(1.) THE petitioner herein seeks for issuance of a writ of certiorari to call for the entire records pertaining to the impugned order passed by the 2nd respondent in proceedings Lr. No.EE/O & M/VPD/DM/F.Agl.D1151/05, dated 16.04.2005, and to quash the same.
(2.) THE petitioner is the owner of an agricultural land to an extent of 5 acres near Seethapathi Nagar, Madhavaram, and in the said land, he has been cultivating flower plants, mango, coconut, fruit and green trees. He applied for Electricity Service Connection from the Tamil Nadu Electricity Board (TNEB) in the year 2001 for irrigating the land with the Bore-well available in the land and he was given service connection vide Consumer No.66.16-236 with consumption units chargeable under Tariff No.V. Subsequently, the petitioner applied for change of 'Tariff Head' from Tariff No.V to Tariff No.IV as applicable to Agricultural Land, by enclosing necessary documents as required by the TNEB to prove that the land in question cultivated by the petitioner is an agricultural land. According to the petitioner, the Board, without properly appreciating his plea, confused with the tariff for Horticulture land since the Tamil Nadu Electricity Regulatory Commission (in short 'Regulatory Commission') had not defined 'Horticulture' so as to bring it under any one of the four Heads of Tariff ie., Tariff I to IV, rejected the Application by the impugned letter, dated 16.04.2005, on the ground that Horticulture is classified neither as Agriculture nor as any other category from I-A to III-B; therefore, the tariff rate applicable to Commercial Establishments under Tariff-V would apply to the Horticulture land of the petitioner. Aggrieved by the said rejection order passed by the 2nd respondent, the petitioner has come up with the present writ petition.

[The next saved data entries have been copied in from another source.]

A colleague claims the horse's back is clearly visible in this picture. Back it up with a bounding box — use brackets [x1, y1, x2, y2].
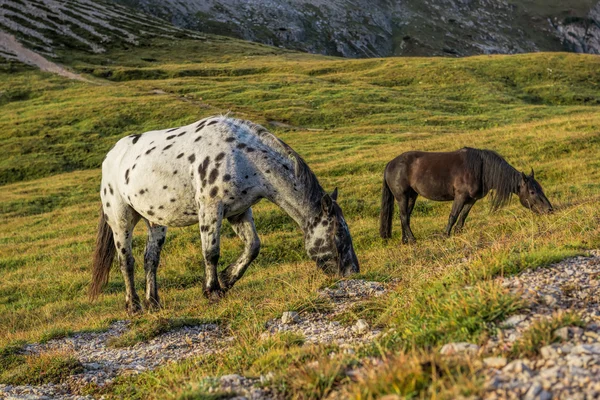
[385, 149, 470, 201]
[101, 117, 291, 227]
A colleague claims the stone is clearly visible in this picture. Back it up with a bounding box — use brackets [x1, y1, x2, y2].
[543, 295, 558, 307]
[220, 374, 244, 384]
[554, 326, 570, 341]
[483, 357, 508, 369]
[503, 359, 531, 374]
[352, 319, 369, 334]
[439, 342, 480, 356]
[281, 311, 300, 324]
[539, 390, 552, 400]
[503, 314, 528, 327]
[524, 382, 542, 400]
[540, 345, 559, 359]
[572, 344, 600, 355]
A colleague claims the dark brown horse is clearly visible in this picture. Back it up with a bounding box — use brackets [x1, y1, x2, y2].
[380, 147, 553, 243]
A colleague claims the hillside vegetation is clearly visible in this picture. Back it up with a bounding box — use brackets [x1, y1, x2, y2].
[1, 35, 600, 398]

(3.) CONSIDERED the rival submissions advanced by the learned counsels appearing for both sides. Initially, in the year 2001, the petitioner applied for electricity connection to operate the Pumpset installed at the Borewell for irrigating the land to raise coconut, fruit and mango trees and flower plants. Even at the time of providing connection vide consumer No.66.16-236, it was made clear that Tariff-V as in the case of Commercial Establishments would apply to the land of the petitioner. The emphatic case of the respondents is that the usage by the petitioner does not come under Tariff-1 to IV as defined by the Regulatory Commission and hence, service to the petitioner land was given under LT Tariff-V as per the terms and conditions of supply of electricity. The petitioner also, without any clamour or murmur, was paying the charges at the said Tariff Rate from the inception. While so, about four years later ie., on 31.01.2005, the petitioner had applied for change of Tariff from Tariff-V to Tariff-IV as applicable to agriculture lands and the plea came to be rejected stating that, as per the tariff order issued by the Regulatory Commission, the Horticulture land cannot be charged otherwise except under Tariff-V. Thereafter, the petitioner applied for a fresh connection under Tariff-IV in respect of the very same land and, by the impugned proceedings, the request was rejected. At this juncture, it would be of much relevance to point out that the classification orders, dated 11.08.2004 vide Memo No. CFC/GC/SE/Tf.Cell/AEE/F.Hort/D.257/2005, came to be issued after holding that Horticulture do not come under the classification of categories of LT Tariff rates-I to IV as per the tariff orders issued by the Regulatory Commission and the rates under Tariff-V was made applicable to all commercial establishments and consumers not covered under any other category from I to IV.